# A problem about the estimations of a parameter

Let $$X_{1}, X_{2}, \ldots, X_{n}$$ denote a random sample from an exponential distribution with density f(x)=\left\{\begin{aligned} \left(\frac{1}{\theta} \right)e^{-x/\theta}, x>0\\ 0, \quad \text{elsewhere}\end{aligned} \right.
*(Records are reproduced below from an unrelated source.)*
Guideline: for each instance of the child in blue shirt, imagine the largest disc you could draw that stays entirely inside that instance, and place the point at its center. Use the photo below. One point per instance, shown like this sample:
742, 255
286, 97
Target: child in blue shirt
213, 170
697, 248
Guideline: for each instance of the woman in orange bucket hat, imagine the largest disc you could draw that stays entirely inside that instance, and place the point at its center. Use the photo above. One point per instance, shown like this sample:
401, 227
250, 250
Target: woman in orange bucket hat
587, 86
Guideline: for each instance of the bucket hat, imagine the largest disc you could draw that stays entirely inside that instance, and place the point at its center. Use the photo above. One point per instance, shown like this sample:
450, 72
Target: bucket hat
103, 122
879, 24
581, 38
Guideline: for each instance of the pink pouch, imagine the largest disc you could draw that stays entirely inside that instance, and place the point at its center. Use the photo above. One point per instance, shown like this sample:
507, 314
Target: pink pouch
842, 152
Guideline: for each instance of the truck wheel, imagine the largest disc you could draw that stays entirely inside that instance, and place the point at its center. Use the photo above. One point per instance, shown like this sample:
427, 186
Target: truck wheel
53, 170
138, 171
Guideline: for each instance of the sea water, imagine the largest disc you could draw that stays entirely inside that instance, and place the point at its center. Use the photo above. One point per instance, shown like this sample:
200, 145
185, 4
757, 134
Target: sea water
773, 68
Consider the following five estimators of $$\theta$$ $$\hat{\theta_{1}}=X_{1}, \quad \hat{\theta_{2}}=\frac{X_{1}+X_{2}}{2}, \quad \hat{\theta_{2}}=\frac{X_{1}+2X_{2}}{3}, \quad \hat{\theta_{4}}=\min(X_{1},X_{2},X_{3}), \quad \hat{\theta_{5}}=\overline{X}$$

1. Which of these estimators are unbiased?

2. Among the unbiased estimators, which has the smallest variance?
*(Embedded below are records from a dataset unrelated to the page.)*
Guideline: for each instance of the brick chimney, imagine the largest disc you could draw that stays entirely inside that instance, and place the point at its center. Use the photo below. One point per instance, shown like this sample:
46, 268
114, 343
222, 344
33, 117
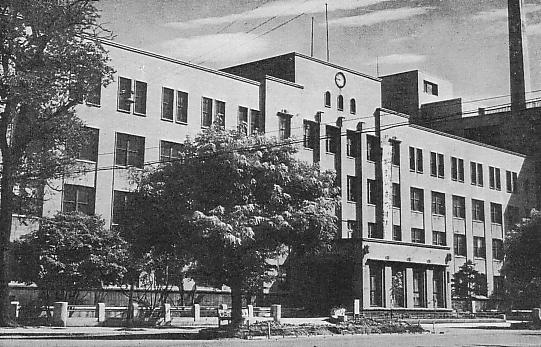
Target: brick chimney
518, 55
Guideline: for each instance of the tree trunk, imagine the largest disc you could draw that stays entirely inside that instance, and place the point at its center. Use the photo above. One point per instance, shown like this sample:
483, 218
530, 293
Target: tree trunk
6, 192
236, 303
129, 316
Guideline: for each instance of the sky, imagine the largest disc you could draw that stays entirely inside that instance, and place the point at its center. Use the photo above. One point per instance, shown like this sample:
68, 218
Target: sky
462, 41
1. I know that an estimator is unbiased if $$\mathbb{E}[\hat{\theta_{i}}]=\theta$$ so, by definition we can see that $$\begin{eqnarray*} \mathbb{E}[\hat{\theta_1}]&=&\int_{-\infty}^{\infty}xf(x)dx=\int_{0}^{\infty}x\left(\frac{1}{\theta}\right)e^{-x/\theta}dx=\theta \end{eqnarray*}$$ $$\begin{eqnarray*} \mathbb{E}[\hat{\theta_2}]=\frac{1}{2}\mathbb{E}[X_1]+\frac{1}{2}\mathbb{E}[X_2]=\theta \end{eqnarray*}$$

$$\begin{eqnarray*} \mathbb{E}[\hat{\theta_2}]=\frac{1}{3}\mathbb{E}[X_1]+\frac{2}{3}\mathbb{E}[X_2]=\theta \end{eqnarray*}$$

$$\begin{eqnarray*} \mathbb{E}[\hat{\theta_5}]=\mathbb{E}\left[ \frac{1}{n}\sum_{1\leq i \leq n}X_{i}\right]=\frac{1}{n}\sum_{1\leq i \leq n}\mathbb{E}[X_{i}]=\frac{n}{n}\theta=\theta \end{eqnarray*}$$

Question 1: But how can I calculate $$\mathbb{E}[\hat{\theta_4}]$$?
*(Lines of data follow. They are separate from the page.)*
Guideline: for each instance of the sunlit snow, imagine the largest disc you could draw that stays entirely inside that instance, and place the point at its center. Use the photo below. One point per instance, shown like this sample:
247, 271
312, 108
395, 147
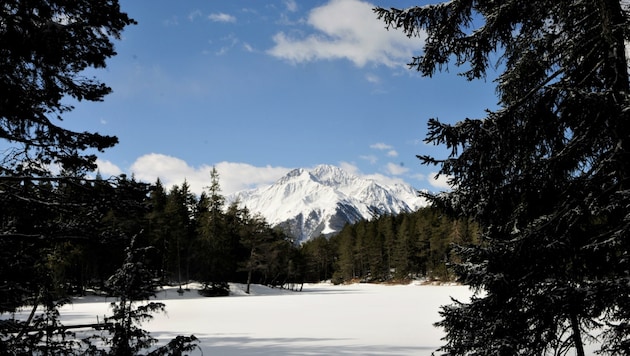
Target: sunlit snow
322, 319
b. Using the fact $$\mathbb{V}[X_{i}]=\mathbb{E}[X^{2}_i]-\mathbb{E}[X_i]$$ I obtained $$\mathbb{V}[\hat{\theta_1}]=\theta^{2}, \mathbb{V}[\hat{\theta_2}]=\theta^{2}/2, \mathbb{V}[\hat{\theta}_3]=5\theta^{2}/9$$.

Question 2: How can I calculate $$\mathbb{V}[\hat{\theta}_4]$$ and $$\mathbb{V}[\hat{\theta}_5]$$?

$$\Pr[\min(X_1, X_2, X_3) > x] = \Pr[(X_1 > x) \cap (X_2 > x) \cap (X_3 > x)],$$ because if the smallest of $$X_1, X_2, X_3$$ is greater than $$x$$, then each of them must be greater than $$x$$; conversely, if each is greater than $$x$$, then the smallest of them is also greater than $$x$$.
Then, by independence, the right-hand side is $$\Pr[X_1 > x]\Pr[X_2 > x]\Pr[X_3 > x],$$ and since the $$X_i$$ are identically distributed, this is $$(e^{-x/\theta})^3.$$ Therefore, $$\Pr[\min(X_1, X_2, X_3) \le x] = 1 - e^{-3x/\theta}.$$ Hence $$\hat \theta_4$$ is exponentially distributed with parameter $$\theta/3$$; so what is the expectation?
It should also be obvious how to compute the variance of $$\hat \theta_4$$. To compute the variance of $$\hat \theta_5$$, just use the linearity of variance when the $$X_i$$ are independent. In other words,
$$\operatorname{Var}\left[\frac{X_1 + X_2 + \cdots + X_n}{n} \right] = \frac{1}{n^2} \left(\operatorname{Var}[X_1] + \operatorname{Var}[X_2] + \cdots + \operatorname{Var}[X_n]\right) = \frac{n \operatorname{Var}[X]}{n^2}.$$ I leave you to compute the rest. Note that the question of which estimator has the smallest variance depends on the choice of $$n$$.